Frozen Shoulder and Chiropractic
Updated: May 18
Frozen Shoulder is a frequent problem that I see in my chiropractic office. Often times, the problem began with an injury to the person’s rotator cuff and they stop moving it because it hurts. They didn’t get the treatment they needed or simply didn’t do their physical therapy exercises as they were recommended. Now their shoulder joint is frozen and can’t be moved through its range of motion. It is literally frozen in place.
Diagnosing this condition becomes quite obvious when a patient talks to me because as they show me their ranges of motion, they simply don’t have any movement. (or it is greatly reduced)
The following is a brief list of things you can do to help yourself.

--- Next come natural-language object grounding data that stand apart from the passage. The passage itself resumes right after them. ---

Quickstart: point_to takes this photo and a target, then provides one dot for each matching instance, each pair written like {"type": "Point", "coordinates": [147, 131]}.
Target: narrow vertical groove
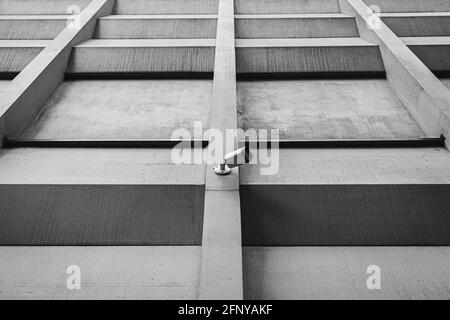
{"type": "Point", "coordinates": [221, 255]}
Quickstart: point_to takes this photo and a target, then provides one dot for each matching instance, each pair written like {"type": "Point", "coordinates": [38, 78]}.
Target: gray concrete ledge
{"type": "Point", "coordinates": [155, 273]}
{"type": "Point", "coordinates": [340, 273]}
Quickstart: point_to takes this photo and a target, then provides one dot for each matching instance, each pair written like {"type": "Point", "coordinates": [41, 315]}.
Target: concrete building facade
{"type": "Point", "coordinates": [92, 91]}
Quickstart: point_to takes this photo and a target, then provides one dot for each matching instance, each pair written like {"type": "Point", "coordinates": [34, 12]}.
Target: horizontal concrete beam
{"type": "Point", "coordinates": [157, 27]}
{"type": "Point", "coordinates": [277, 26]}
{"type": "Point", "coordinates": [285, 6]}
{"type": "Point", "coordinates": [345, 215]}
{"type": "Point", "coordinates": [434, 52]}
{"type": "Point", "coordinates": [31, 27]}
{"type": "Point", "coordinates": [166, 7]}
{"type": "Point", "coordinates": [101, 214]}
{"type": "Point", "coordinates": [418, 25]}
{"type": "Point", "coordinates": [165, 55]}
{"type": "Point", "coordinates": [410, 5]}
{"type": "Point", "coordinates": [15, 59]}
{"type": "Point", "coordinates": [307, 55]}
{"type": "Point", "coordinates": [149, 272]}
{"type": "Point", "coordinates": [40, 6]}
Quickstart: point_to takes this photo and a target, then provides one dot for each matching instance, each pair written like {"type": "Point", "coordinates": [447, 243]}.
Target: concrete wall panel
{"type": "Point", "coordinates": [286, 6]}
{"type": "Point", "coordinates": [101, 214]}
{"type": "Point", "coordinates": [345, 215]}
{"type": "Point", "coordinates": [155, 273]}
{"type": "Point", "coordinates": [166, 7]}
{"type": "Point", "coordinates": [325, 109]}
{"type": "Point", "coordinates": [123, 109]}
{"type": "Point", "coordinates": [340, 273]}
{"type": "Point", "coordinates": [355, 166]}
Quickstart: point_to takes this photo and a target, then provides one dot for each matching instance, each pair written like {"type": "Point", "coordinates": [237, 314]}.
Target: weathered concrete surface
{"type": "Point", "coordinates": [285, 6]}
{"type": "Point", "coordinates": [40, 6]}
{"type": "Point", "coordinates": [446, 82]}
{"type": "Point", "coordinates": [345, 215]}
{"type": "Point", "coordinates": [221, 256]}
{"type": "Point", "coordinates": [307, 55]}
{"type": "Point", "coordinates": [410, 5]}
{"type": "Point", "coordinates": [99, 196]}
{"type": "Point", "coordinates": [106, 272]}
{"type": "Point", "coordinates": [166, 7]}
{"type": "Point", "coordinates": [31, 89]}
{"type": "Point", "coordinates": [96, 167]}
{"type": "Point", "coordinates": [16, 55]}
{"type": "Point", "coordinates": [36, 214]}
{"type": "Point", "coordinates": [149, 55]}
{"type": "Point", "coordinates": [418, 24]}
{"type": "Point", "coordinates": [434, 52]}
{"type": "Point", "coordinates": [356, 166]}
{"type": "Point", "coordinates": [34, 27]}
{"type": "Point", "coordinates": [157, 27]}
{"type": "Point", "coordinates": [349, 197]}
{"type": "Point", "coordinates": [422, 93]}
{"type": "Point", "coordinates": [295, 26]}
{"type": "Point", "coordinates": [340, 272]}
{"type": "Point", "coordinates": [125, 109]}
{"type": "Point", "coordinates": [325, 109]}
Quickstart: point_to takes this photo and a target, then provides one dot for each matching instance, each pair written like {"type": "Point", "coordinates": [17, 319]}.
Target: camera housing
{"type": "Point", "coordinates": [233, 159]}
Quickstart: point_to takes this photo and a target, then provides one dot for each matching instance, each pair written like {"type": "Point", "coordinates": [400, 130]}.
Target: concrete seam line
{"type": "Point", "coordinates": [221, 271]}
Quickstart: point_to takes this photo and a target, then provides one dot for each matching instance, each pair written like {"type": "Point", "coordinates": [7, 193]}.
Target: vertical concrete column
{"type": "Point", "coordinates": [221, 258]}
{"type": "Point", "coordinates": [427, 99]}
{"type": "Point", "coordinates": [23, 99]}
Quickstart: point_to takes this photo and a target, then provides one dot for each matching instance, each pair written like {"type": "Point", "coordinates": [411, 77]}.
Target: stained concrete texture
{"type": "Point", "coordinates": [355, 166]}
{"type": "Point", "coordinates": [143, 55]}
{"type": "Point", "coordinates": [156, 27]}
{"type": "Point", "coordinates": [295, 26]}
{"type": "Point", "coordinates": [446, 82]}
{"type": "Point", "coordinates": [31, 28]}
{"type": "Point", "coordinates": [325, 109]}
{"type": "Point", "coordinates": [15, 58]}
{"type": "Point", "coordinates": [286, 6]}
{"type": "Point", "coordinates": [166, 7]}
{"type": "Point", "coordinates": [51, 166]}
{"type": "Point", "coordinates": [340, 272]}
{"type": "Point", "coordinates": [410, 5]}
{"type": "Point", "coordinates": [125, 109]}
{"type": "Point", "coordinates": [41, 6]}
{"type": "Point", "coordinates": [306, 55]}
{"type": "Point", "coordinates": [106, 272]}
{"type": "Point", "coordinates": [433, 51]}
{"type": "Point", "coordinates": [419, 25]}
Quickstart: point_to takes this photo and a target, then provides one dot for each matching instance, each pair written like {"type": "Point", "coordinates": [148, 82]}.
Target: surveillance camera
{"type": "Point", "coordinates": [233, 159]}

First, if you have a rotator cuff injury and you see a chiropractor or physical therapist, follow their recommendations. Can physical therapy flare up your body for awhile? Of course it can. If you experience a flare up from doing your physical therapy exercises, the good news is that your therapist properly identified the muscles that are weakened or injured. If you flare up, communicate with your doctor or pt. They can’t adjust your exercises if you don’t help them understand your pain. They also won’t know if what they are giving you is working if you won’t do them and won’t try to work through your discomfort.

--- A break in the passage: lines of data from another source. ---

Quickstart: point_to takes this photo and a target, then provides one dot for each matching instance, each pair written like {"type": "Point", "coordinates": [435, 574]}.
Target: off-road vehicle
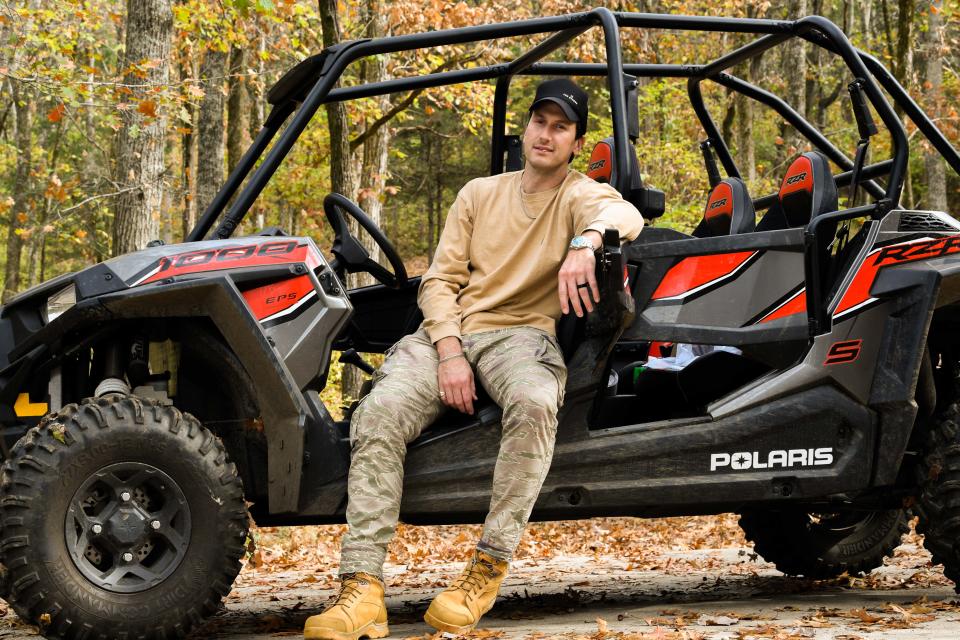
{"type": "Point", "coordinates": [148, 400]}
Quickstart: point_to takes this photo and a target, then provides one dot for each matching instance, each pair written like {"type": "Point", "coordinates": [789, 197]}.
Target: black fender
{"type": "Point", "coordinates": [281, 404]}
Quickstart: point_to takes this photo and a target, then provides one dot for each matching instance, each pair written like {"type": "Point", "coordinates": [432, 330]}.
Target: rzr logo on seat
{"type": "Point", "coordinates": [800, 177]}
{"type": "Point", "coordinates": [776, 459]}
{"type": "Point", "coordinates": [918, 250]}
{"type": "Point", "coordinates": [227, 254]}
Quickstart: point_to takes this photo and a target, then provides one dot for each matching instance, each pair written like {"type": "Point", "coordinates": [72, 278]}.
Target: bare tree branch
{"type": "Point", "coordinates": [403, 104]}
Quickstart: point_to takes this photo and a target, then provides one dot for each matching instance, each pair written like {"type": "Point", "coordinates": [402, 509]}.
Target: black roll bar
{"type": "Point", "coordinates": [618, 99]}
{"type": "Point", "coordinates": [710, 127]}
{"type": "Point", "coordinates": [320, 73]}
{"type": "Point", "coordinates": [270, 127]}
{"type": "Point", "coordinates": [796, 120]}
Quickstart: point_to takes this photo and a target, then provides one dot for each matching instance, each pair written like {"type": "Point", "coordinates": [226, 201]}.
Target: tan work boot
{"type": "Point", "coordinates": [358, 612]}
{"type": "Point", "coordinates": [459, 607]}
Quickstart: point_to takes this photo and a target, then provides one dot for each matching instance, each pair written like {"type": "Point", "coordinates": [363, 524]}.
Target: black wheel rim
{"type": "Point", "coordinates": [127, 527]}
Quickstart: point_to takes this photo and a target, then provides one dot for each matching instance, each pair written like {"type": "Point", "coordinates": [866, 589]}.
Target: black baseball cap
{"type": "Point", "coordinates": [568, 96]}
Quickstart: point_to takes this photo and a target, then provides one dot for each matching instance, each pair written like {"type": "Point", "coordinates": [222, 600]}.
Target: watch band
{"type": "Point", "coordinates": [581, 242]}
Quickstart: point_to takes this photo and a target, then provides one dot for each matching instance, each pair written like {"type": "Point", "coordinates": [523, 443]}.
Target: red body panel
{"type": "Point", "coordinates": [235, 257]}
{"type": "Point", "coordinates": [697, 271]}
{"type": "Point", "coordinates": [271, 299]}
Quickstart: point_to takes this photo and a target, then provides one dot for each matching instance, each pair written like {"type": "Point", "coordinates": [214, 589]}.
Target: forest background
{"type": "Point", "coordinates": [119, 120]}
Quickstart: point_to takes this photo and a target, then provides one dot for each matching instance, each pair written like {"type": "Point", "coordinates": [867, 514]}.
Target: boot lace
{"type": "Point", "coordinates": [475, 576]}
{"type": "Point", "coordinates": [349, 590]}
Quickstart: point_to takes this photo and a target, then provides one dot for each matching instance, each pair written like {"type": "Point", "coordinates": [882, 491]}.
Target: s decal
{"type": "Point", "coordinates": [843, 352]}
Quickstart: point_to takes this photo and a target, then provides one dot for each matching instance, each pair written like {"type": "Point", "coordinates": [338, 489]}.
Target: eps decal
{"type": "Point", "coordinates": [776, 459]}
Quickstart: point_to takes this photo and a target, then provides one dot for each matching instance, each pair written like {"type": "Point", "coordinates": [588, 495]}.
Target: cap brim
{"type": "Point", "coordinates": [566, 108]}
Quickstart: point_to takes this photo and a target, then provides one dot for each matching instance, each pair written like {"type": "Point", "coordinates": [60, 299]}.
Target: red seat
{"type": "Point", "coordinates": [729, 210]}
{"type": "Point", "coordinates": [807, 191]}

Secondly, in my chiropractic office, our treatment is literally breaking up the adhesions between the muscles with intense muscle work. Does it hurt? Yes. Does it feel better after we have had enough sessions to free up the joint and loosen up the muscles? Yes. You will have to deal with pain during the session and the bruising feeling afterwards to gain the benefits. It goes without saying, to live an active and healthy life, it is helpful to have two working arms. Any pain to restore the function of a shoulder is worth it. I also do shoulder adjustments on my patients with frozen shoulder to restore the normal motion of the head of the humerus (the long bone of the arm) in the socket of the shoulder.
Thirdly, shoulder problems almost always have spinal involvement. If a patient has shoulder problems there is almost always neck or upper back involvement. While a patient will benefit from shoulder treatment, to resolve the issue, they also need to have proper spinal biomechanics restored. When a patient has a rotator cuff injury or frozen shoulder, they tend to use their neck and back to fling their arm up to reach things. They rarely notice they do it but it becomes obvious when I make them stand still and not move their neck while they lift their arm. Chiropractic spinal adjustments to restore the proper motion of segments of the spine are critical to long term improvement of the shoulder problem.
My last comment: If you have a shoulder problem whether frozen shoulder or rotator cuff injury, heat is not the answer. While it can be quite de-motivating to put an ice pack on when it is chilly out, that is what takes out inflammation. Heat creates more. It will make your shoulder pain worse.